IN OCTOBER, THE MONTH when campaigns are supposed to move into high gear, George McGovern's national political coordinator, Frank Mankiewicz, pulled aside a political adviser with Harvard connections. Was a confident Mankiewicz offering a cabinet position in the McGovern Administration? Not exactly.
"I wonder," Mankiewicz asked, "whether it might be possible to arrange a fellowship for me at the Institute of Politics for next term?" Down at McGovern headquarters, this has been a good season for gallow's humor.
The mark of an optimist in the waning days of the McGovern campaign was a hope that the election would be closely contested in the industrial states of the North. For even if these states could not carry McGovern to victory, they could save him from total, pulverizing defeat.
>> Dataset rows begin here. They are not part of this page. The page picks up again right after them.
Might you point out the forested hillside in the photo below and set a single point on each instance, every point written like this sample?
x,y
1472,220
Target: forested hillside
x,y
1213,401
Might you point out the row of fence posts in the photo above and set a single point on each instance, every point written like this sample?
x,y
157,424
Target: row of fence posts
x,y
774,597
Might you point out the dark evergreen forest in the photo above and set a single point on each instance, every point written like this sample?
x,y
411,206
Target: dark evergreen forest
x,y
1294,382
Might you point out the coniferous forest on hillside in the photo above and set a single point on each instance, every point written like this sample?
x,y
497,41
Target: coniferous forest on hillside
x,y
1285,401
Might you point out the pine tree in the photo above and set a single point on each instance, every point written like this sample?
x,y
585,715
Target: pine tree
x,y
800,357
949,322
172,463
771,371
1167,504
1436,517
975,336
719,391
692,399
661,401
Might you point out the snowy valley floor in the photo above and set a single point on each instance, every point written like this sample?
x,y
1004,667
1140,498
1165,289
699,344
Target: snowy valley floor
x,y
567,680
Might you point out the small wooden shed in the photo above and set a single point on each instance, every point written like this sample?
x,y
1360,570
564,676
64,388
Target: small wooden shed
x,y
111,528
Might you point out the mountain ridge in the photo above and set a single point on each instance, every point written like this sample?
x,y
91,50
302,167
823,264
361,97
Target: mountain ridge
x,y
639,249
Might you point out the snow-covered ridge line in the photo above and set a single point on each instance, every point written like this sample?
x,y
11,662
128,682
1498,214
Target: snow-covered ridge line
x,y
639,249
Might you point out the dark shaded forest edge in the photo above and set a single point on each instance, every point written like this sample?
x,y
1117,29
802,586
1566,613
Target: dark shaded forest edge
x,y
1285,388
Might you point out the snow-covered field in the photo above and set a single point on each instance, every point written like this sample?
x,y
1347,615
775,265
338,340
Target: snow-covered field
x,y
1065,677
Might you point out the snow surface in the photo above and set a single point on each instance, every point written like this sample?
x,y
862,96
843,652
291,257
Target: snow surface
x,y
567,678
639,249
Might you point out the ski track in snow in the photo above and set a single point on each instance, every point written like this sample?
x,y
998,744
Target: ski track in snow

Although returns were incomplete at press time, it was clear that Frank Mankiewicz will indeed be looking for a new job this morning. For the Nixon landslide victory, which had been predicted since the Democratic Convention, slowly took shape last night as the election returns made their way toward the computers. Even the meager optimism of McGovern's supporters in the last days of the campaign proved to have been ill-founded.
Nixon didn't make any mistakes. For example, not only did he carry New York State, which he had lost in 1968, but he also carried New York City, where two weeks ago Nixon campaign aides had said they would be happy to hold McGovern to a 400,000-vote plurality.
There will be many autopsies of the McGovern campaign. But while the body is still warm, we can ask a few pertinent questions. Why did McGovern fall to defeat as on popular incumbent who was vulnerable on many issues? Why did he fail to carry such traditional Democratic Party strongholds as Illinois Michigan and Texas?
Was McGovern illegitimate as a national Democratic Party candidate because of his association with a left of center minority within the Party as Democrats for Nixon organizers claimed? Can McGovern poor showing be traced to his left-liberal politics which were not in step with the conservative mood of the electorate? Or can they be traced to specific mistakes which he and his associates made in the course of the Campaign?
In a series of recent interviews three advisers to the McGovern campaign--Doris H. Learn, associate professor of Government; Marc J. Roberts '64, associate professor of Economics; and Martin H. Peretz, assistant professor of Social Studies--described some of their experiences during the summer and fall. Though they were all hesitant to talk on the record about specific mistakes made by McGovern, a picture of a sloppy and at times diffident campaign organization emerges from their accounts. A fourth adviser who wished to remain anonymous summed up his view of the campaign by saying: "The voters decided that McGovern couldn't be trusted to handle a crisis with confidence and skill. And when you come down to it the voters usually right."
Criticisms of the conduct of the campaign hinged on several critical questions outlined below.
Did McGovern Campaign on the Issues
THE MYSTIQUE OF George McGovern, developed during his string of primary victories, was that he was an honest man who was willing to confront the issues head on. He was seen as being above politics," offering an alternative to frustrated voters who believe that in general, all politicians are crooks.
All three advisers believe that after McGovern's $1000 income redistribution proposal had been attacked during the California primary, he and his advisers were wary of making specific issue oriented proposals.
"After the $1000 flare-up in California, McGovern faced a choice." said Marc Roberts. "He had gotten burned on badly-researched but basically sound income redistribution proposal, and he had to decide either that his next serious statement on economic issues was going to be impeccably researched, or that he wasn't going to make anymore major policy statements. Far too much, McGovern chose the latter course."
Long before he became involved in the McGovern campaign, Roberts had been meeting with several of his junior faculty colleagues, including Doris Kearns, in a discussion group trying to put together a populist political strategy. The members of the seminar had decided that a populist campaign for the presidency would begin with a series of detailed position papers and policy statements early in the campaign. They believed that as the populist candidate spoke publicly on the practical implementation of his new proposals, he would develop a confidence which would be apparent to voters. He would know, for example, just what a $100 income supplement would cost.
Roberts, Kearns and other members of the seminar went to Washington in December 1970 at the expense of Senator Edmund S. Muskie (d-Maine). then front-runner for the Democratic nomination. They tried to sell Muskie on their issue-oriented approach. Roberts remembers that some of the younger Muskie staffers were sympathetic, but that older politicians in the room-confident that front-runners didn't need issues--weren't buying. So despite an invitation from Muskie's administrative assistant, Don Nicholls, to produce a serious draft of their campaign strategy, the Harvard group returned to Cambridge still looking for a candidate.